The house already felt strange to him, like a copy of something he’d once known intimately. Kory walked with only a slight hesitation over the spot he’d stepped when his mother had told him to get out, and crossed the small bridge over the pool in the living room into his room, with Nick and Sal behind him.
“What do you wanna grab?” Sal was rubbing his paws together, looking around as though they were doing something excitingly illegal.
Kory tossed a suitcase from his closet onto the bed. “Can you pack this up?” He started pulling shirts, pants, and underwear out of his dresser. “Nick, can you get my other bag from the hall closet?”
His brother left the room without a word, returning a moment later with the big blue bag and throwing it onto the desk beside the first. Silently, he walked over to the bookcase and started taking Kory’s books.
Of course Nick would know that he’d want his books. Kory leaned against the closet, just watching his brother, feeling the emotion swell in his chest. It would be so easy just to wait until his mother got home, wouldn’t it? It would save him all this trouble, and he could stay with Nick. He swallowed. “You know,” he began, but Nick’s expression stopped him.
“I know,” he said. “It’s about her. And you gotta, you know, stand up for what’s right. Don’t you?” Kory didn’t trust himself to speak, so he just nodded. Nick put the books on the bed, facing away from his brother, his ears and tail drooping. “You won’t be that far away.”

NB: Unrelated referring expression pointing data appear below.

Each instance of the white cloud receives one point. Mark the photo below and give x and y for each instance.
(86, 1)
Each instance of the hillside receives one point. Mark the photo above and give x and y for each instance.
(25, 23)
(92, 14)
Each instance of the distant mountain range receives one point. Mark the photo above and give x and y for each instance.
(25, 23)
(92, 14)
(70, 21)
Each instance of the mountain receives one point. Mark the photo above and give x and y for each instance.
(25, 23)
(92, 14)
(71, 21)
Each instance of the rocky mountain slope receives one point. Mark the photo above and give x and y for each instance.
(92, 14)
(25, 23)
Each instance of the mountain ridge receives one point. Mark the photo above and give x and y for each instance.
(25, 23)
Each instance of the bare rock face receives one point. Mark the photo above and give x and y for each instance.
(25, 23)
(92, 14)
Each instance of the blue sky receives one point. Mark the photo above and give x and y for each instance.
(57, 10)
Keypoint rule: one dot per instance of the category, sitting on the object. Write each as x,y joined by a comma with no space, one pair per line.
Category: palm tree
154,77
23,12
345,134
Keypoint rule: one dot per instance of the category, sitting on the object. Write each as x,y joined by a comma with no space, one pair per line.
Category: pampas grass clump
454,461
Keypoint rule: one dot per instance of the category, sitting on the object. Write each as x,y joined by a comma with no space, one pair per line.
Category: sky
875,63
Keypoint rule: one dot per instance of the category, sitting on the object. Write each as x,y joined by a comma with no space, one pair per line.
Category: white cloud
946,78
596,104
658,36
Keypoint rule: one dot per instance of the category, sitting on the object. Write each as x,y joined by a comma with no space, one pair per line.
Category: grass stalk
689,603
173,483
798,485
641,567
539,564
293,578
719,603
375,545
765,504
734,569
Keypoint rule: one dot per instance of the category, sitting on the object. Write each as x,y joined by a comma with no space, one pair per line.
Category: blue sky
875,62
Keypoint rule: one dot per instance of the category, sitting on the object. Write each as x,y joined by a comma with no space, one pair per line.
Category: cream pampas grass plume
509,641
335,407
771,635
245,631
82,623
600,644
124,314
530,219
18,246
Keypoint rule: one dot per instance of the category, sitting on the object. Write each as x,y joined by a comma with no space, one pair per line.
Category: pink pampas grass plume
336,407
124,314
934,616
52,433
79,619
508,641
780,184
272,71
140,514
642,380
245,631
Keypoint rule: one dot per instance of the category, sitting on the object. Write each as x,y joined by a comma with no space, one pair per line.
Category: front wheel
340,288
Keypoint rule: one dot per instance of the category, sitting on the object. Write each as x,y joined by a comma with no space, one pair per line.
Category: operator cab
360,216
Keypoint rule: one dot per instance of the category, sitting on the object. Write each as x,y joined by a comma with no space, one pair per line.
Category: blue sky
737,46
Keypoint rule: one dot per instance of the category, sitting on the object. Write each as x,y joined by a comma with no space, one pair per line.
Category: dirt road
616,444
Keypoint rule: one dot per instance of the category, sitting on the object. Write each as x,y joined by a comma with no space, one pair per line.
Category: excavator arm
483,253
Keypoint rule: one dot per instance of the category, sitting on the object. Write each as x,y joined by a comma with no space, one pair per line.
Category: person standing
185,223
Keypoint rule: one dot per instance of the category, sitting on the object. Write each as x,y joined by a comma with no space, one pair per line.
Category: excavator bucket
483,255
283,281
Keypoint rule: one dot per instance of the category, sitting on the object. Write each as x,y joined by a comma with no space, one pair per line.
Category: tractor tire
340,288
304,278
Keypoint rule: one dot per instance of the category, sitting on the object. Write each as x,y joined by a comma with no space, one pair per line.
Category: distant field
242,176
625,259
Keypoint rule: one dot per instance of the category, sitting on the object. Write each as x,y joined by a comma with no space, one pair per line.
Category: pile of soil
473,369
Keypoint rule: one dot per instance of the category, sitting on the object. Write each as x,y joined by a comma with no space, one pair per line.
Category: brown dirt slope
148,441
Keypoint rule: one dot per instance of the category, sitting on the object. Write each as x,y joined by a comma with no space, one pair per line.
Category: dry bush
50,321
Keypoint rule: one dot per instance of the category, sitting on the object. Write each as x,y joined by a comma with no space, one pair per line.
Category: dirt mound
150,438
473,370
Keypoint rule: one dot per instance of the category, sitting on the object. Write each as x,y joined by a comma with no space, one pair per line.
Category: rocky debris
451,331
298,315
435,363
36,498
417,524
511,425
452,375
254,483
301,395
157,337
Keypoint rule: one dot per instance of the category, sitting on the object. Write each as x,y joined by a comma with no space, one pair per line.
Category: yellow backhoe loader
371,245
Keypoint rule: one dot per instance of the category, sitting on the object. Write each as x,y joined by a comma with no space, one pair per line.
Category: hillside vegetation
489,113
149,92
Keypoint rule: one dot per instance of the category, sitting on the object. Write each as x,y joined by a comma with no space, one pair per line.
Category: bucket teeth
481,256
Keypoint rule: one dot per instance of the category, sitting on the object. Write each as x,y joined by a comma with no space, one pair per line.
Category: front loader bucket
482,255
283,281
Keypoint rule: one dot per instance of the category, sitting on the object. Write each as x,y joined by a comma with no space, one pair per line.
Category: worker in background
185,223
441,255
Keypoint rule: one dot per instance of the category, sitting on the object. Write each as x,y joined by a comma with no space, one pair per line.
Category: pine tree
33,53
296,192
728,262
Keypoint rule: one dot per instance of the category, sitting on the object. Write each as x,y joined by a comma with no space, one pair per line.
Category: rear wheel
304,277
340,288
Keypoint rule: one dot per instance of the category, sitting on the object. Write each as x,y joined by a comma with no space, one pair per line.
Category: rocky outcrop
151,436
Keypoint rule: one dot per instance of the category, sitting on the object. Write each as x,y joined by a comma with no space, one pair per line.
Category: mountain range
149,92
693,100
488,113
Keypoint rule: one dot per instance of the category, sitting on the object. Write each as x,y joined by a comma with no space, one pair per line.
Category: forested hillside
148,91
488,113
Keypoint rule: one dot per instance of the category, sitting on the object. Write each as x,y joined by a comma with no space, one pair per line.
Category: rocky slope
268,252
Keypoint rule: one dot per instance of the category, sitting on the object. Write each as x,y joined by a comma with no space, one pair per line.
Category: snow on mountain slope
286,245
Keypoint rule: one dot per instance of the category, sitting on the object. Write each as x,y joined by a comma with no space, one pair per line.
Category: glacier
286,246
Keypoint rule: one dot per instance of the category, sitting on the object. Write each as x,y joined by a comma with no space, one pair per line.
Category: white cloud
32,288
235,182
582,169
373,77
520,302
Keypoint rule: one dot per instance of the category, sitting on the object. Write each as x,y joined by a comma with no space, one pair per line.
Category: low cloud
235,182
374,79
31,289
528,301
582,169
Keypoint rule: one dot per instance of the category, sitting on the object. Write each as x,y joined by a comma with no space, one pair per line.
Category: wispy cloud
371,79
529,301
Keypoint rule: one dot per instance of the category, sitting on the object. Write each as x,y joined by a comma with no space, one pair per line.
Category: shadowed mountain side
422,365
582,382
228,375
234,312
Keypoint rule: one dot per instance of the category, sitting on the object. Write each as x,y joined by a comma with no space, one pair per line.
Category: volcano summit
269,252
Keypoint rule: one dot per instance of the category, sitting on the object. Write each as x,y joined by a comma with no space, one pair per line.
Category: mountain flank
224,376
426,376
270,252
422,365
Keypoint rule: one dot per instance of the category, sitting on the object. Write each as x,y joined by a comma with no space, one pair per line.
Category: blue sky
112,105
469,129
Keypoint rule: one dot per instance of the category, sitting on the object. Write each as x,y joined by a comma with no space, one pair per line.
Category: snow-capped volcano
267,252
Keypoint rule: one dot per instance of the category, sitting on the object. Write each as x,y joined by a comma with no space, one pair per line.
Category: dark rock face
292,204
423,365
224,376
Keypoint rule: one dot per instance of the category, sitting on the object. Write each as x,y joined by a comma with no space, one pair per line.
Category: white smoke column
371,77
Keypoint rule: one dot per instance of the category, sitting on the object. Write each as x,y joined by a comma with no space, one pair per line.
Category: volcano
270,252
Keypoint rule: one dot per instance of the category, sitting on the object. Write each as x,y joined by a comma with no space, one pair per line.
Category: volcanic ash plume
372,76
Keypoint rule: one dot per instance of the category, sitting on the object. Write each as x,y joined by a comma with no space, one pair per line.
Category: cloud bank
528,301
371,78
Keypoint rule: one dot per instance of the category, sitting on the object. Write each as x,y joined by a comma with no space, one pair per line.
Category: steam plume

“Never,” Kory said, and when Nick turned around, he hugged him tightly. He wanted to stay more than ever, but he would only be doing it for Nick, and Nick had just explained exactly why he had to leave.
While Sal and Nick carried his bags out to the car, he took his computer apart. With the wires packed into a plastic bag, he looked around his room, at all the trappings of his childhood. That was all they were now. He could take them with him, but they were mementos, not part of his life any more. The posters on the walls, the picture of his family at the ocean… he looked at that last one, picked it up, and put it into the plastic bag with the wires.
They carried his personal boxes into Nick’s room, and then he and Sal carried his computer out to the car. Nick carried the small printer, lagging behind them. They stowed the equipment in the back seat, and then Kory gave his brother another hug. “See you at school,” he said.
Nick nodded. “Get going,” he said. “She’ll be home soon.”
Kory looked out his window at his brother, getting smaller and smaller in the side mirror, but the sight grew blurry and he had to look away before they’d even turned the corner.